August 18, 2009 – Samsung is revamping its 200mm memory line in Austin, TX, upgrading it to a 300mm line — and losing many jobs in the process, according to local reports.
The plan is to temporarily close the Fab 1 plant in October, spend $500M to upgrade it into an expansion of the company’s co-located 300mm Fab 2, which it built in 2007, and reopen sometime in 2010. “We must take the manufacturing area back to the bare walls,” said Y.B. Koh, president of Samsung’s Austin subsidiary, quoted by the Austin-American Statesman.

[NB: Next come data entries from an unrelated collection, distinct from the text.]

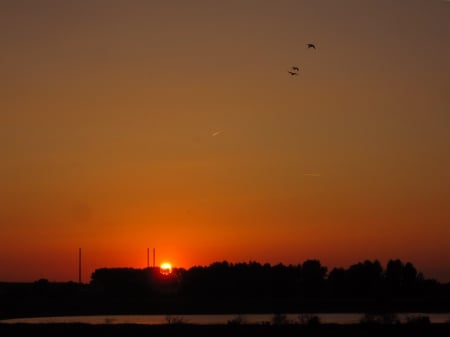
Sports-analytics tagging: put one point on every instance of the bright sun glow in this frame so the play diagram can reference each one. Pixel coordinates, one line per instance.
(166, 268)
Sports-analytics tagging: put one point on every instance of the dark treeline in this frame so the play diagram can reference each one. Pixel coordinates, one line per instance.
(224, 287)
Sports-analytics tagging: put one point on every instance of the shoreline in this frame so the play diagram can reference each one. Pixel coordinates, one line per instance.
(224, 330)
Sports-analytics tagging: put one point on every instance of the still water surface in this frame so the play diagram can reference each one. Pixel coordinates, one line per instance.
(340, 318)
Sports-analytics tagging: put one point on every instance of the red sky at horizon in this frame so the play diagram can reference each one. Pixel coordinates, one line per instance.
(127, 125)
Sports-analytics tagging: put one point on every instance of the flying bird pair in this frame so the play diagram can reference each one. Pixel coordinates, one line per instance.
(294, 69)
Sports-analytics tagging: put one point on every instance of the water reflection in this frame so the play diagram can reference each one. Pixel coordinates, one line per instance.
(339, 318)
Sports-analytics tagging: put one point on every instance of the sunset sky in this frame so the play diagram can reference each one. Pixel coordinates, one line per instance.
(175, 125)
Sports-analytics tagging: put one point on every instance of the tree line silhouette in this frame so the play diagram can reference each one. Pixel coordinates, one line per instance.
(225, 287)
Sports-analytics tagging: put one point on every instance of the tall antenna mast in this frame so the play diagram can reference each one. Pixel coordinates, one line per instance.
(79, 265)
(154, 257)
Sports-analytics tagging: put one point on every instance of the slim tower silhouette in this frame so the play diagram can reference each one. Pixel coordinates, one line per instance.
(79, 265)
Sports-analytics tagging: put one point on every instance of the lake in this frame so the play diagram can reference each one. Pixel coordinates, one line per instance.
(339, 318)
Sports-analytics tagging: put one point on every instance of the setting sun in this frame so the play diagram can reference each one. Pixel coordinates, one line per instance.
(166, 268)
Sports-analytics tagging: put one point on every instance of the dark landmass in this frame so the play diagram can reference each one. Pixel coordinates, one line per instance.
(238, 288)
(186, 330)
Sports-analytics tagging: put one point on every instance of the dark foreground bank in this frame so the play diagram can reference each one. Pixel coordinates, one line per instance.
(257, 330)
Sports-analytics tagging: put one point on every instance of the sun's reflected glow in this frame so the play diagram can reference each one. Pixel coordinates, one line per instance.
(166, 268)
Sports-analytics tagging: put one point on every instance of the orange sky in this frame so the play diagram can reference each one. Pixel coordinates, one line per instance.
(175, 125)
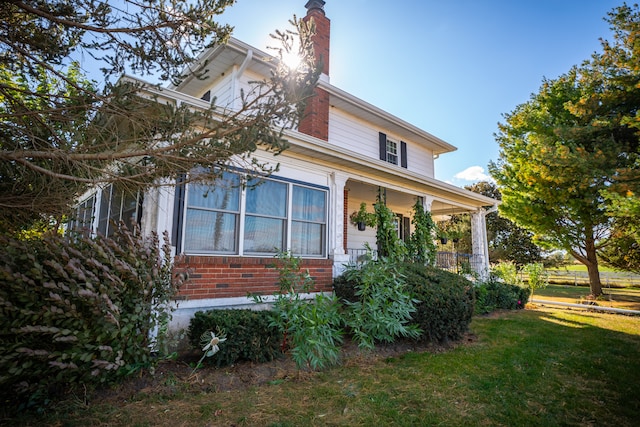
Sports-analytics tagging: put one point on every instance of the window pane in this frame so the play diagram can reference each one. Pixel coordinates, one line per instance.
(307, 238)
(268, 198)
(223, 195)
(207, 231)
(103, 218)
(263, 234)
(130, 210)
(308, 204)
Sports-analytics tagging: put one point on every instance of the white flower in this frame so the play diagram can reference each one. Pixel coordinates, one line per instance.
(210, 342)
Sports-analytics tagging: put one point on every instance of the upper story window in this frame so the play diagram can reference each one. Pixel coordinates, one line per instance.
(115, 206)
(268, 216)
(82, 219)
(392, 151)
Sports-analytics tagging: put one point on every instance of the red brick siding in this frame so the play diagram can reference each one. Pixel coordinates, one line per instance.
(226, 277)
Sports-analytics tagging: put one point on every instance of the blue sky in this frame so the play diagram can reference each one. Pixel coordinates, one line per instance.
(450, 67)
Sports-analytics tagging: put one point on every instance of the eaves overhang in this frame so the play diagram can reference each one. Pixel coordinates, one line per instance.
(354, 164)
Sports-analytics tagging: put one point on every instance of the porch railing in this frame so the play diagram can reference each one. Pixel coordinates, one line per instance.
(450, 261)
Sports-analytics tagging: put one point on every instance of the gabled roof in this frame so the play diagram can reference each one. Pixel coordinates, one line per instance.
(219, 60)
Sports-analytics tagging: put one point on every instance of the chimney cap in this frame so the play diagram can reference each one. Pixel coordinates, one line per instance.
(315, 5)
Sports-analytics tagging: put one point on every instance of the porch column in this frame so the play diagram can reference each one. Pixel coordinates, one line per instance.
(479, 243)
(336, 223)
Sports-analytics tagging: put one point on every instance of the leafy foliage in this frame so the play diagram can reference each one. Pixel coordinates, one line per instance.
(249, 334)
(571, 143)
(62, 133)
(79, 311)
(507, 272)
(507, 241)
(421, 248)
(445, 302)
(312, 329)
(389, 244)
(383, 307)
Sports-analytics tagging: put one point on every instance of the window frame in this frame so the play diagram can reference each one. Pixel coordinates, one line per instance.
(288, 219)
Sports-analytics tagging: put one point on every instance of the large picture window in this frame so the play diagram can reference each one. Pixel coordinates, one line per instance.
(268, 216)
(212, 217)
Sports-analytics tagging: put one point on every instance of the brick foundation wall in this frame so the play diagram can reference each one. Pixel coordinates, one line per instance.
(227, 277)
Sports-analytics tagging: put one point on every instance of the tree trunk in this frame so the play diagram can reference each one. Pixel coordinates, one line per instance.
(590, 259)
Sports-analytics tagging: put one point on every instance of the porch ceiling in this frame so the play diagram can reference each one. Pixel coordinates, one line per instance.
(448, 198)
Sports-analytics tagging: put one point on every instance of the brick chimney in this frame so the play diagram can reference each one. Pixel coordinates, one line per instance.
(316, 117)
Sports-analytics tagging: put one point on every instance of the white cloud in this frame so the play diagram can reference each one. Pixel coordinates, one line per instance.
(474, 174)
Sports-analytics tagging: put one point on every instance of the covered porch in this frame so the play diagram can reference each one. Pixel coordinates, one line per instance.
(441, 204)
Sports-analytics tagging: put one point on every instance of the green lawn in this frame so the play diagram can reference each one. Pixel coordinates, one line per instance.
(530, 367)
(626, 298)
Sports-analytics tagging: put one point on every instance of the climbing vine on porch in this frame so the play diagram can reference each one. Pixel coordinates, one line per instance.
(420, 247)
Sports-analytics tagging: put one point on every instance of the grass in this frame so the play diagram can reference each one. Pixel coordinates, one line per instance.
(627, 298)
(529, 367)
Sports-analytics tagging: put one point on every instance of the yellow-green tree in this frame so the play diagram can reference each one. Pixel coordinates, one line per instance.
(570, 143)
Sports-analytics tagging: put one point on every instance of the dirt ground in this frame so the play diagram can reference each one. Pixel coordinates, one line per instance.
(174, 376)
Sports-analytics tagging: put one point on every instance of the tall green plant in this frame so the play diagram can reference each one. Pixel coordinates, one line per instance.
(506, 271)
(389, 244)
(312, 329)
(421, 248)
(538, 277)
(383, 308)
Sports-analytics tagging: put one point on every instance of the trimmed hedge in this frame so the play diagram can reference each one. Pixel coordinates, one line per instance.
(446, 302)
(251, 335)
(495, 295)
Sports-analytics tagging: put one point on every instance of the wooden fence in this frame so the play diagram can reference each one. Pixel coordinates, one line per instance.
(608, 278)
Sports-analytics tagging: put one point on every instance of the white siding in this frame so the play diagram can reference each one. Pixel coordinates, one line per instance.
(222, 91)
(361, 137)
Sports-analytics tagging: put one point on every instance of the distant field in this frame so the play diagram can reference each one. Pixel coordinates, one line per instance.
(580, 267)
(627, 298)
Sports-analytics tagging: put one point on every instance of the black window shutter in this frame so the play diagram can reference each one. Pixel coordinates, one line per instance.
(403, 154)
(383, 146)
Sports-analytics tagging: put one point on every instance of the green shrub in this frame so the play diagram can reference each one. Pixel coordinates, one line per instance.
(344, 287)
(383, 307)
(537, 276)
(446, 302)
(495, 295)
(311, 329)
(250, 335)
(79, 311)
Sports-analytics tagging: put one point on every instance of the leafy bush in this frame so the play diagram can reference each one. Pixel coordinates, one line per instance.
(495, 295)
(312, 329)
(79, 311)
(249, 334)
(383, 307)
(446, 302)
(344, 287)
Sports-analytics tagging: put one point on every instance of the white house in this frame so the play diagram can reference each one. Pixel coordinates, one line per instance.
(343, 153)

Reports are mixed as to Samsung’s intentions with the upgrade. The Korea Times suggests the move will upgrade the 200mm DRAM line to a 300mm NAND flash line, improving process technology from 4xnm to 3xnm. Taiwan’s Digitimes speculates the move is an effort to gear up support for solid-state drives.
The move is a mixed blessing for Austin, where Samsung has invested significantly in the past decade (~$4B since 1997). The new facility will open up 150 to 200 new jobs, including more business for equipment and materials suppliers. But the Statesman notes 550 jobs will be lost as a result. (And that’s not counting the ramifications of what those job losses mean to the local economy and other local sectors & services, e.g. housing, goods purchased/sold, etc.)
But, as local economic analyst Angelos Angelou told the paper, it’s “terrific news for Austin,” given what the alternative was — shutting the facility entirely without expansion.